In the past few years there’s been an uptick in a new generation of house producers whose work takes influence from the ground that have already been laid by veterans such as yourself. How do you feel about this? In this sense, is imitation the sincerest form of flattery as long as it is coming from their hearts?
Sure, I feel the new generation embracing ’90s music is awesome. Now if we can get them to go back to the ’80s or ’70s that would really be something special!
“Night Light” reminds me of a track I’d hear Tony Humphries drop back in the day. The combination of those crisp hi-hats, deep keyboards and grooves render it an instant classic. Any special story how that track came about?
Actually, it was originally a remix I made for a pop artist, but the label passed on my remix. I still think the music is great and so I decided to keep my music as an instrumental and make it part of my album.
“For me it is about having a relationship with God. Through my music I talk about that relationship, the importance of it, and how it has changed my life for the better, keeping me joyful through good and bad days.”
Religion is front and center on this album (“Saved Forever,” “God He Is,” “Spiritual Warfare,” “Pentecost”). While lyrics in dance music are often about love, passion and nights of reckless abandon, gospel house has been a small but passionate micron audience for years. How does spirituality and religion inform your songwriting? Are you ever conflicted between he hedonism of club life and your beliefs?
For me it is not about religion because in the true definition of the word, one could “religiously” go to Starbucks to get a coffee each morning. For me it is about having a relationship with God. Through my music I talk about that relationship, the importance of it, and how it has changed my life for the better, keeping me joyful through good and bad days.
I would be remiss if I didn’t ask you about the golf reference of the new album’s title. Are you a golfer?
No, I don’t play golf (although I use to go to the driving range with my Dad to hit a few golf balls). The album title comes from a conversation I had with my Dad. I was very sad and depressed over a great personal loss. My Dad told me about his golf game where he played badly on the first nine holes, but played much better on the second nine holes and won the golf match. Then he told me to view my life like that golf game. The front nine holes of my life perhaps weren’t as good as I has hoped it would be, but God has given me a second chance on the back nine holes to have a much happier life.
Now that the album is out, what are your plans? Are you always thinking about making music? What’s your work-life balance like?

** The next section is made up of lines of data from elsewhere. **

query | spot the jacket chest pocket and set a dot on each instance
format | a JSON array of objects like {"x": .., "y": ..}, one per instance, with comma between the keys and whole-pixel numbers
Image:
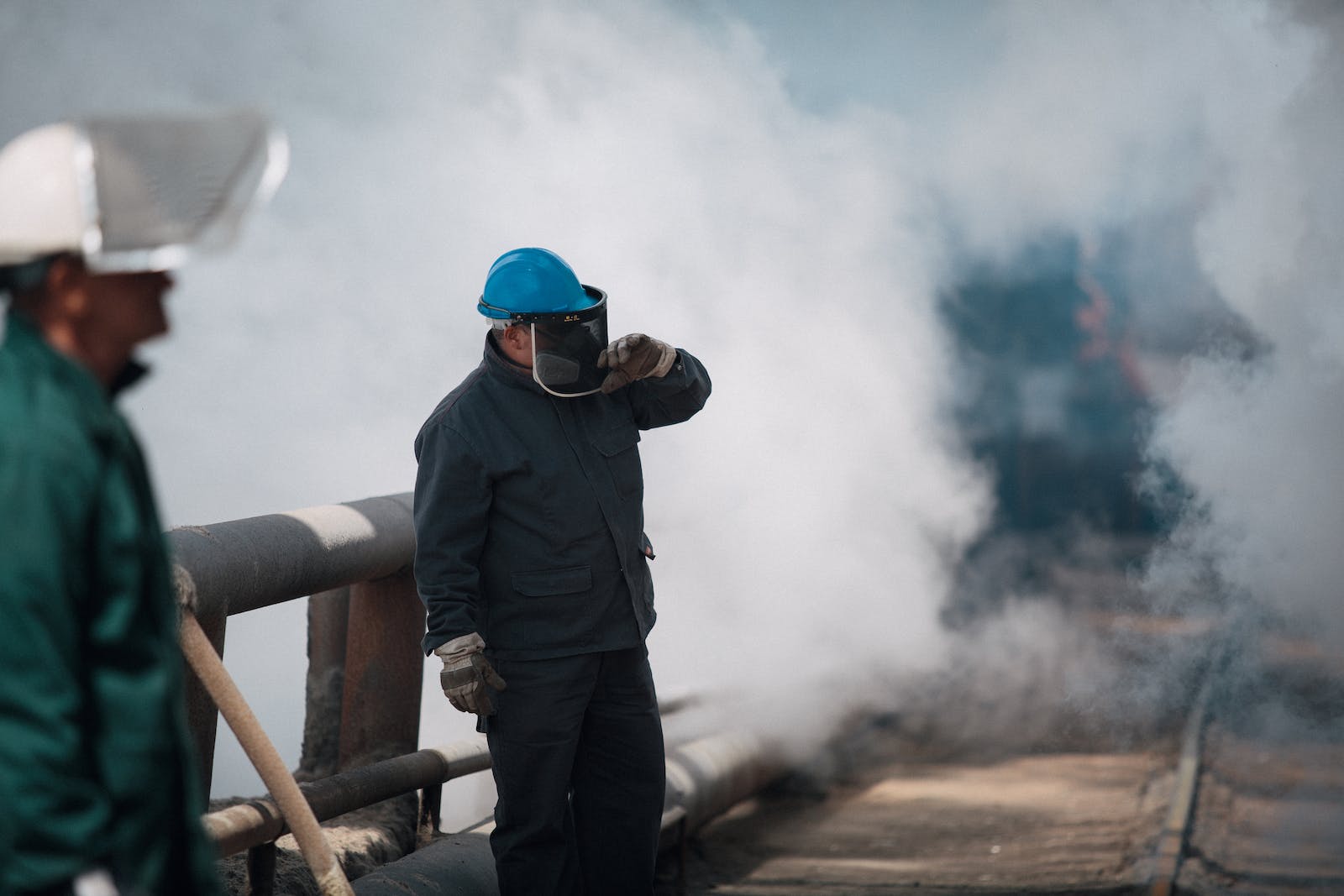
[{"x": 618, "y": 448}]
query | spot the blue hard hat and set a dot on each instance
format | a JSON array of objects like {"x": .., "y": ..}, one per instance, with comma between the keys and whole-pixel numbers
[{"x": 533, "y": 282}]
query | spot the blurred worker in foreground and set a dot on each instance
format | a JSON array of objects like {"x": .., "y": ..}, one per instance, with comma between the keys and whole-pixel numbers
[
  {"x": 533, "y": 563},
  {"x": 97, "y": 782}
]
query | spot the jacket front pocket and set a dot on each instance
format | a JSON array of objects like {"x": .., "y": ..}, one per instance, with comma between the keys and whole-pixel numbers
[
  {"x": 549, "y": 582},
  {"x": 620, "y": 448}
]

Yes, I think a lot about making music and DJing. But I also think about family and friends. It is important to have the proper balance keeping God first. I am working on music as I seem to be full of ideas.
As someone who has been behind the decks for three decades, is there anything that you learned about yourself in the process of making this album?
I see the personal growth within my spirit and the music. It does cause me to be a bit introspective to see who I am as a person. I am human and have made a lot of mistakes. But the key is to grow and learn from those mistakes. I am growing and learning a lot.
Where’s the one place I’ve got to visit the next time I’m in Detroit?
You must go see the old Packard Plant! It is an abandoned automotive factory where myself, Richie Hawtin and others have DJ’ed parties!
Terrence Parker’s Life On The Back 9 is out now on Planet E.